Die Schwarz-Gruppe aus Neckarsulm will gemeinsam mit der Deutschen Telekom eine europäische Gigafactory für künstliche Intelligenz (KI) aus dem Boden stampfen. Entsprechende Verhandlungen seien weit fortgeschritten, eine formelle Einigung stehe aber noch aus, berichtete am Sonntag abend das Handelsblatt unter Berufung auf mehrere Insider. Die Europäische Union plant den Bau von bis zu fünf über den Kontinent verteilten Großrechenzentren, um im globalen, von China und den USA angeführten KI-Wettrennen nicht den Anschluss zu verlieren. Union und SPD haben im Koalitionsvertrag vereinbart, mindestens einen der Standorte nach Deutschland zu holen. Daneben verfolgt die IT-Branche etliche weitere Projekte im Bestreben, die BRD zu einer KI-Hochburg zu machen.

Ganz vorn mischt dabei der Schwarz-Konzern des Lidl-Gründers und mit einem Vermögen von über 40 Milliarden reichsten Mannes der Republik, Dieter Schwarz, mit. Erst Mitte November war der symbolische Spatenstich für eine monströse Anlage mit insgesamt sechs Gebäuden auf einem 13 Hektar großen Gelände im brandenburgischen Lübbenau erfolgt. Drei Einheiten des »Schwarz Digits Datacenter« sollen bis Ende 2027 fertiggestellt werden und eine Anschlussleistung von zunächst 200 Megawatt schaffen. Die Investitionskosten für die Unternehmung sollen sich auf elf Milliarden Euro belaufen. Auf lange Sicht könnten bis zu 100.000 KI-Spezialchips (GPUs) in dem Werk installiert werden. Diese Komponenten braucht es, um große KI-Modelle zu trainieren und zu betreiben. Zum Vergleich: Das Rechenzentrum, das die Telekom und der US-Hardwareproduzent Nvidia derzeit in München hochziehen, wird künftig lediglich mit einem Zehntel der Kapazitäten von Lübbenau aufwarten.

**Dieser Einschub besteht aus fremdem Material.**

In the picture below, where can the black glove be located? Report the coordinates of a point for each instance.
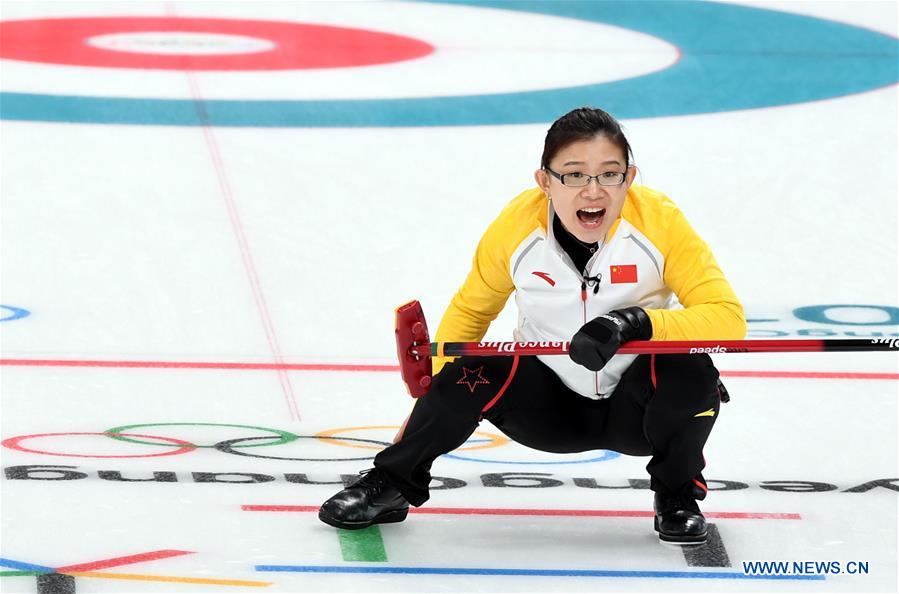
(723, 394)
(599, 339)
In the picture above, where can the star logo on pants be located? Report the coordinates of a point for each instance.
(473, 377)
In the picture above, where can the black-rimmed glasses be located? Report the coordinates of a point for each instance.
(579, 180)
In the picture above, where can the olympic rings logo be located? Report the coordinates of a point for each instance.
(248, 446)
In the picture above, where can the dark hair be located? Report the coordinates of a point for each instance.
(584, 123)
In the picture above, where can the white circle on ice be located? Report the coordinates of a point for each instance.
(477, 51)
(181, 43)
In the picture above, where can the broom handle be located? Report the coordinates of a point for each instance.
(674, 347)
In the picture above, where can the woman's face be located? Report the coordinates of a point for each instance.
(587, 212)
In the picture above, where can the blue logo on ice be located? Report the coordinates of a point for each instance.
(732, 57)
(9, 313)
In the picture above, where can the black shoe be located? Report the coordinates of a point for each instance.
(370, 500)
(678, 520)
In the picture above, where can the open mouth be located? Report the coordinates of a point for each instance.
(591, 217)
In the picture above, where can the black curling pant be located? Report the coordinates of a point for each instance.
(664, 407)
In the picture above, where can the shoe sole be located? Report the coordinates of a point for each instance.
(397, 515)
(694, 539)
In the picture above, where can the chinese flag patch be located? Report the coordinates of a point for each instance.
(624, 273)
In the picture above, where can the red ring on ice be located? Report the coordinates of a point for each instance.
(297, 46)
(15, 443)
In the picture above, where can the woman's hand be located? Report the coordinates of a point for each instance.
(599, 339)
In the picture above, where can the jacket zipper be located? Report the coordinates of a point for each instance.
(584, 303)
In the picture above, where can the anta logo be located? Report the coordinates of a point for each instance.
(545, 276)
(472, 378)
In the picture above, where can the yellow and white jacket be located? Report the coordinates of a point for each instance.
(651, 258)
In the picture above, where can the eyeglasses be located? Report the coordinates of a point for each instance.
(579, 180)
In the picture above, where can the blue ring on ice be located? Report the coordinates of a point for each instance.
(733, 58)
(9, 313)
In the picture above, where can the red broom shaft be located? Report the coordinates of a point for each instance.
(640, 347)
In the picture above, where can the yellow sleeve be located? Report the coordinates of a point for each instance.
(711, 308)
(480, 298)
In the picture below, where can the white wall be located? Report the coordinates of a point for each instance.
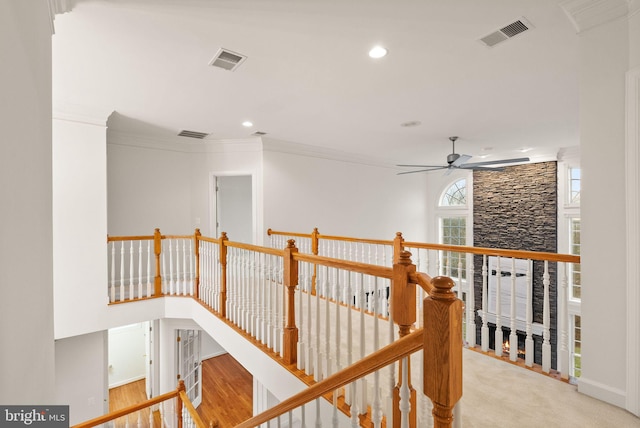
(604, 62)
(147, 188)
(26, 276)
(127, 354)
(342, 198)
(81, 375)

Die EU-Kommission will bis zu 20 Milliarden Euro an Fördermitteln für ihre KI-Offensive lockermachen. Das könnte den Profiteuren bis zu 35 Prozent der Investitionskosten sparen. Deutschland brauche Rechenpower, um in der ersten Liga der Techindustrie mitzuspielen, meint Digitalminister Karsten Wildberger (CDU). »Nur mit leistungsfähigen Rechenzentren können wir KI-Anwendungen im großen Stile einsetzen und unsere Wettbewerbsfähigkeit stärken.« Nach Angaben des Verbands Bitkom werden hierzulande bis Jahresende rund zwölf Milliarden Euro in IT-Hardware und weitere 3,5 Milliarden Euro in Gebäude sowie Energie- und Klimatechnik gesteckt. Bis 2030 könnte sich die Gesamtleistung auf dann fast fünf Gigabite nahezu verdoppelt haben. KI soll dabei ihren Anteil an den Gesamtkapazitäten von heute 15 auf 40 Prozent steigern.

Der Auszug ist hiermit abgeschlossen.